Salté de la silla, corrí por la lujosa moqueta tan deprisa como me lo permitían los tacones de doce centímetros que calzaba y me detuve frente a su mesa.
– He dejado el coche con el encargado del aparcamiento y a Madelaine con el conserje, Miranda -contesté, orgullosa de haber hecho ambas cosas sin haberme cargado el vehículo, el perro o a una servidora.
– ¿Y por qué has hecho eso? -gruñó mientras levantaba la vista del número de Women's Wear Daily por primera vez desde que había entrado-. Te dije claramente que los trajeras al despacho, puesto que las niñas llegarán de un momento a otro para que podamos irnos.
– Pensé que habías dicho que los querías en.,.
– Basta. Los detalles de tu incompetencia no me interesan. Ve a buscar el coche y la perrita. Estaremos listos para marcharnos dentro de quince minutos. ¿Entendido?
¿Quince minutos? Esa mujer alucinaba. Necesitaba como mínimo un par de minutos para bajar a la calle y subir a un Town Car, otros cuatro para llegar a su edificio y unas tres horas para encontrar a la perrita en su apartamento de dieciocho habitaciones, sacar el inquieto descapotable del aparcamiento y recorrer las veinte manzanas que lo separaban de la oficina.
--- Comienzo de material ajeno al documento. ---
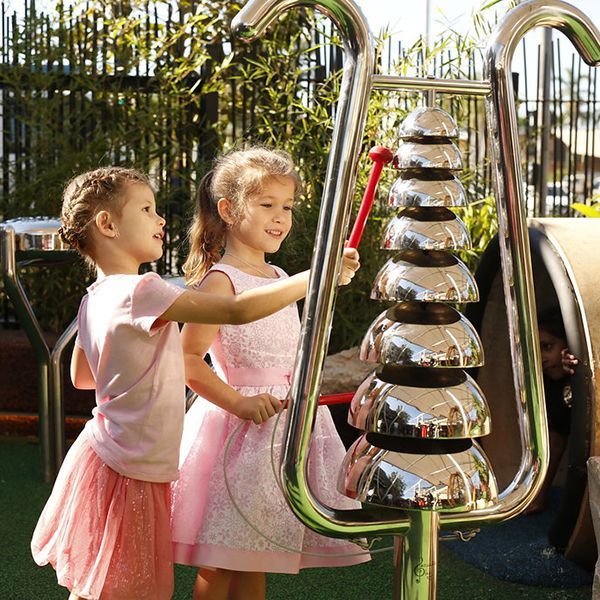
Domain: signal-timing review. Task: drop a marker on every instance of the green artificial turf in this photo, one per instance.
(22, 496)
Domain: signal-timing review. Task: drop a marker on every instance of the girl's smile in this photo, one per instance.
(265, 221)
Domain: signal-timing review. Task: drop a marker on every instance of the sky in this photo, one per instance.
(457, 13)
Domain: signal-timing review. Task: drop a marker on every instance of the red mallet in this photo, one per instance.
(380, 155)
(330, 399)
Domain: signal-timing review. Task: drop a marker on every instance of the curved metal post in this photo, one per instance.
(251, 21)
(514, 246)
(32, 328)
(340, 177)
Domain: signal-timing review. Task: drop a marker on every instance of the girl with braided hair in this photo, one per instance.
(105, 528)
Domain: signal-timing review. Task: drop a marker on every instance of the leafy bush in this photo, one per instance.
(199, 99)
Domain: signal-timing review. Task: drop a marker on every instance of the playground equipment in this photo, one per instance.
(35, 241)
(377, 469)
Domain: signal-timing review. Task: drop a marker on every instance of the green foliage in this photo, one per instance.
(273, 91)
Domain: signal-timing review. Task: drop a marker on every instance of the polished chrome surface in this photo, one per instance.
(400, 279)
(426, 122)
(449, 86)
(449, 412)
(36, 233)
(413, 191)
(515, 255)
(458, 482)
(404, 232)
(395, 343)
(417, 155)
(351, 110)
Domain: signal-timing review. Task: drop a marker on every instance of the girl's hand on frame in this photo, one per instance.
(259, 408)
(350, 264)
(569, 361)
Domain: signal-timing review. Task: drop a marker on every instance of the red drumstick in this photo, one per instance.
(380, 155)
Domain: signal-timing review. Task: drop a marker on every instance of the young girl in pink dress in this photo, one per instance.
(105, 528)
(244, 207)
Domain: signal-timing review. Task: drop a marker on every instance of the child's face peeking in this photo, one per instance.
(139, 226)
(267, 217)
(551, 348)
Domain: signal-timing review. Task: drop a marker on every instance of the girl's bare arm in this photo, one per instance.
(250, 305)
(81, 374)
(196, 340)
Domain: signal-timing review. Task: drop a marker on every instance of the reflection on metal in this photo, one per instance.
(431, 277)
(450, 483)
(29, 241)
(36, 233)
(418, 155)
(411, 230)
(419, 529)
(392, 343)
(456, 411)
(413, 191)
(427, 122)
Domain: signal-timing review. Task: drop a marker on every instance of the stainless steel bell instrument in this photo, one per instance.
(418, 408)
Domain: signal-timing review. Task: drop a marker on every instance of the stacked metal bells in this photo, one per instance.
(419, 408)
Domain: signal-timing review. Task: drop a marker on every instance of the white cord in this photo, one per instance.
(230, 440)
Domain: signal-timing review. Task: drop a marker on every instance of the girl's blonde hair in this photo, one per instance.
(85, 196)
(236, 176)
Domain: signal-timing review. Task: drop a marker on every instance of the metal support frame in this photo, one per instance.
(50, 392)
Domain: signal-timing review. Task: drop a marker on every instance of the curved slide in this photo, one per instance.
(566, 265)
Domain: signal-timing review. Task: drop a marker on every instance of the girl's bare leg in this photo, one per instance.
(246, 585)
(212, 584)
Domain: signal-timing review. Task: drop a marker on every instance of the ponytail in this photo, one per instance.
(206, 234)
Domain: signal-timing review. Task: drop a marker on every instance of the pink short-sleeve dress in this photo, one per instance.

– Por supuesto, Miranda, quince minutos.
Nada más salir del despacho empecé a temblar de nuevo y me pregunté si mi corazón podría negarse a seguir funcionando a la provecta edad de veintitrés años. El primer cigarrillo que encendí aterrizó sobre mis nuevas Jimmy, donde ardió lo suficiente para abrir un pequeño orificio antes de caer sobre el cemento. Genial, murmuré, sencillamente genial. Hoy ya he destrozado mercancía por valor de cuatro de los grandes, un nuevo récord personal. Quizá Miranda la palmara antes de mi regreso, pensé tras decidir que había llegado la hora de ser optimista. Quizá, solo quizá pereciera de algo raro y exótico y nos liberábamos de su manantial de exigencias. Saboreé una última calada antes de apagar el cigarrillo e instarme a pensar con lógica. No quieres que se muera, me dije mientras subía al coche. Porque si se muere perderás toda posibilidad de cargártela tú misma. Y eso sería una pena.